A common argument against the liberation of children is that, while they themselves are not in danger, they can spread the illness to those who are. The science behind that assumption is sketchy, at best. In both Australia and Switzerland, for example, public health authorities have declared that children are not significant vectors for coronavirus. Even if they are, though, is that reason enough to imprison them indefinitely? Not if there’s another option. Luckily for us, there is. Most kids have friends who happen to be… other kids. Of course children should not be allowed anywhere near nursing homes right now – nobody should! Protecting the vulnerable must be a priority. Letting kids play with other kids, and preventing them from descending into madness, is another priority. We can do both. The alternative – indefinite, soul-crushing detention – is simply inhumane.

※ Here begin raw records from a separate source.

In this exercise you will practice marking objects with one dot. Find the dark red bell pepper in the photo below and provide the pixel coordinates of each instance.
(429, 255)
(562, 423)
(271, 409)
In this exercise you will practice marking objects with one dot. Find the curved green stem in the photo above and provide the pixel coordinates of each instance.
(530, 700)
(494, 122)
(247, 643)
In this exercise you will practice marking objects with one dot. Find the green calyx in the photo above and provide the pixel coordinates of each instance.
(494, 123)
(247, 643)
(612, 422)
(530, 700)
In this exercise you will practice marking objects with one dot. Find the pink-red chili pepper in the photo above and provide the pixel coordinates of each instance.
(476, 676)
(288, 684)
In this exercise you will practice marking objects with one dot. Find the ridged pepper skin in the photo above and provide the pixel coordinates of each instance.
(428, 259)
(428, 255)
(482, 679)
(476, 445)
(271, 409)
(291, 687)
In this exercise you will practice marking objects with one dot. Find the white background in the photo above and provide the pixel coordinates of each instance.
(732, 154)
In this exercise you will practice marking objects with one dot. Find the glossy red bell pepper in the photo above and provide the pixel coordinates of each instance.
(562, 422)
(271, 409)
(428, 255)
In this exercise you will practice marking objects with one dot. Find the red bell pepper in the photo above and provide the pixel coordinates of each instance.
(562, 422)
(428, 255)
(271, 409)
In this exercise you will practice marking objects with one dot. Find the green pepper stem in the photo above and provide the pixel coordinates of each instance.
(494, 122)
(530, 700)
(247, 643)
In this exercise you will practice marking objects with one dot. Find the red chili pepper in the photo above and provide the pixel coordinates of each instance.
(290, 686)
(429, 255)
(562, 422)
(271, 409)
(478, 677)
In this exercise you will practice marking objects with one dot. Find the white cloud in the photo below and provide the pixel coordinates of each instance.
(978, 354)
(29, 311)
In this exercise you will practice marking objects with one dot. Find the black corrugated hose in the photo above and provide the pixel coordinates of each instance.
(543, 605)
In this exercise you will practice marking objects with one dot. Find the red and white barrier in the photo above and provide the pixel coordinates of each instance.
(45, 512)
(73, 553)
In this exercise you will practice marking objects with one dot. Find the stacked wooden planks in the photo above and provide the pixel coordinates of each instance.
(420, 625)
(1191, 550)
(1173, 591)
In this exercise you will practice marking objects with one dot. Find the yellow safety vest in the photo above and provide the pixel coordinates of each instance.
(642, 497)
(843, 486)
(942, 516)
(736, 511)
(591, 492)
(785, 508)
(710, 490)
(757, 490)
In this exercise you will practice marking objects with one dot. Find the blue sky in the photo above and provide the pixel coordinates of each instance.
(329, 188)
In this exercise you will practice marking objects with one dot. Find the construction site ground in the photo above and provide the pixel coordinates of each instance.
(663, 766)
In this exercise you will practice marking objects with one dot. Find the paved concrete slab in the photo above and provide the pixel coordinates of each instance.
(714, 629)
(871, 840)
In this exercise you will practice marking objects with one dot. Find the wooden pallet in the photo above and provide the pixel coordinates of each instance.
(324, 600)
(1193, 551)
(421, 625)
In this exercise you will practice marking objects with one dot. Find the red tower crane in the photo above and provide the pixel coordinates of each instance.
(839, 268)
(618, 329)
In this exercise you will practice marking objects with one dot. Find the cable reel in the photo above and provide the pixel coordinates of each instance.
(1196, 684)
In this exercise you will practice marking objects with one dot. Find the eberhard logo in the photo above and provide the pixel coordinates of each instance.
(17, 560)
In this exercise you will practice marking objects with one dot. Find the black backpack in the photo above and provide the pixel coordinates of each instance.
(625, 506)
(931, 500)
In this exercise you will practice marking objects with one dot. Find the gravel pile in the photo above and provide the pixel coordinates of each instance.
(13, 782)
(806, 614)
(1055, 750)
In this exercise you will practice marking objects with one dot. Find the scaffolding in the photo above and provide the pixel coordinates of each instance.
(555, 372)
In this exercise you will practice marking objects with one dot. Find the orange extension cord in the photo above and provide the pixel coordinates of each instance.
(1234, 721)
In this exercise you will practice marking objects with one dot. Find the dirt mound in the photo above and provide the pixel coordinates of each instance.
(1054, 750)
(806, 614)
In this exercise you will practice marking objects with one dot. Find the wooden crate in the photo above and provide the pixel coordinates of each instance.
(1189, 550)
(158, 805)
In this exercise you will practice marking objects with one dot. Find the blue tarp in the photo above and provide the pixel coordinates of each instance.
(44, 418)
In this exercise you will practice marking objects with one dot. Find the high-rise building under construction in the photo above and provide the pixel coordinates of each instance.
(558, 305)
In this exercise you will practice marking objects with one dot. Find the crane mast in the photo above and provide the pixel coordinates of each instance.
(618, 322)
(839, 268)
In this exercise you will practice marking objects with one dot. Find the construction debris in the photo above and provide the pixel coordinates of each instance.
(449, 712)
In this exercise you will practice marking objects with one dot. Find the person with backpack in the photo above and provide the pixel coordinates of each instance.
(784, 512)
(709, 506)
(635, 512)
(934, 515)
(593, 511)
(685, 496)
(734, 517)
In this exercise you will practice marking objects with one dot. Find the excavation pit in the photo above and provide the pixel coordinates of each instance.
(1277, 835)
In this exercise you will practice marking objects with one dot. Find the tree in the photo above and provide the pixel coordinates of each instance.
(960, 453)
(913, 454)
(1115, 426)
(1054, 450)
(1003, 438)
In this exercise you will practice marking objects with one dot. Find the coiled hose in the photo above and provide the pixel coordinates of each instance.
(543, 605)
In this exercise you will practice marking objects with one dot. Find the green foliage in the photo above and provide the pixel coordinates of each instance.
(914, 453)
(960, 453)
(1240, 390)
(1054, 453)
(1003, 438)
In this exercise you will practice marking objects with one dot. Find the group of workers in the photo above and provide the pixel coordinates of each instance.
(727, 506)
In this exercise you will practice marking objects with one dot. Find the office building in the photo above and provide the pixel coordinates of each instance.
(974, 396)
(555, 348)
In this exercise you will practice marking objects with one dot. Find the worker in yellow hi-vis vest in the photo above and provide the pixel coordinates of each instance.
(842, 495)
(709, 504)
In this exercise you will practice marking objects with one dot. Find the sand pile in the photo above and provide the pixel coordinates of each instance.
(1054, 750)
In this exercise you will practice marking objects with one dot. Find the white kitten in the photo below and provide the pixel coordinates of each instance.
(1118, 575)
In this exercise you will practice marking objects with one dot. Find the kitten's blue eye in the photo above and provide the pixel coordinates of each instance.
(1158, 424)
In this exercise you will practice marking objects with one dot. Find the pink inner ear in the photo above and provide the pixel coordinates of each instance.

Parents, do the right thing: kick the kids out of the house. Public health officials: support parents in their efforts to keep their kids healthy by keeping them social. Communities: reopen your youth groups, sports leagues, daycares, and schools. As for the elderly, I trust you will want to give your grandchildren the gift of happiness, knowing it won’t pose them harm. If worried for yourself, continue to keep your distance. We have never closed society to protect our youngest, vulnerable though they are. For now, it seems you and all our newborns may be in the same boat.”

Next doctor email.
“Hi Clay.  Thank you for all that you have done to speak factual evidence during this time.  You can see a link to me here. I am board certified in family medicine and addiction medicine.  I also have a Master’s in Public Health.  I will also attach my cv for you.
I am embarrassed by our country’s response to COVID-19.  Coronavirus is the Notre Dame of infectious diseases. It is living off the hype of past pandemics and has the media telling us how great it is all the time. It keeps winning against weak competition every week but has not faced Alabama yet. I must say that the brightest minds in medicine do not go into public health or work with the government for a career. Most doctors can’t afford to live off very low salaries. The longer sub-specialists are out of work I hope they will be listened to more. Anyway I feel like I am taking crazy pills. My wife does not even listen to me about the real risks of this virus (I guess that is part of being married).
There is no scientific evidence that social distancing and maintaining 6 feet apart from people at all times will save lives. There is also evidence that healthy people wearing masks put themselves at higher risks for other viruses (as they are making it more difficult to expel virus particles from their respiratory track.) There is no reason to quarantine healthy people who are asymptomatic. We need them out and about building herd immunity. We need to focus our efforts on the people at highest risk (nursing home patients and the very sick).  One of the issues with the media coverage is their focus on “pre-existing conditions” putting you at higher risk. Many people have one chronic illness (but even so they are not at high risk of death).  They don’t specifically talk about what conditions and increase risk and this spreads more panic.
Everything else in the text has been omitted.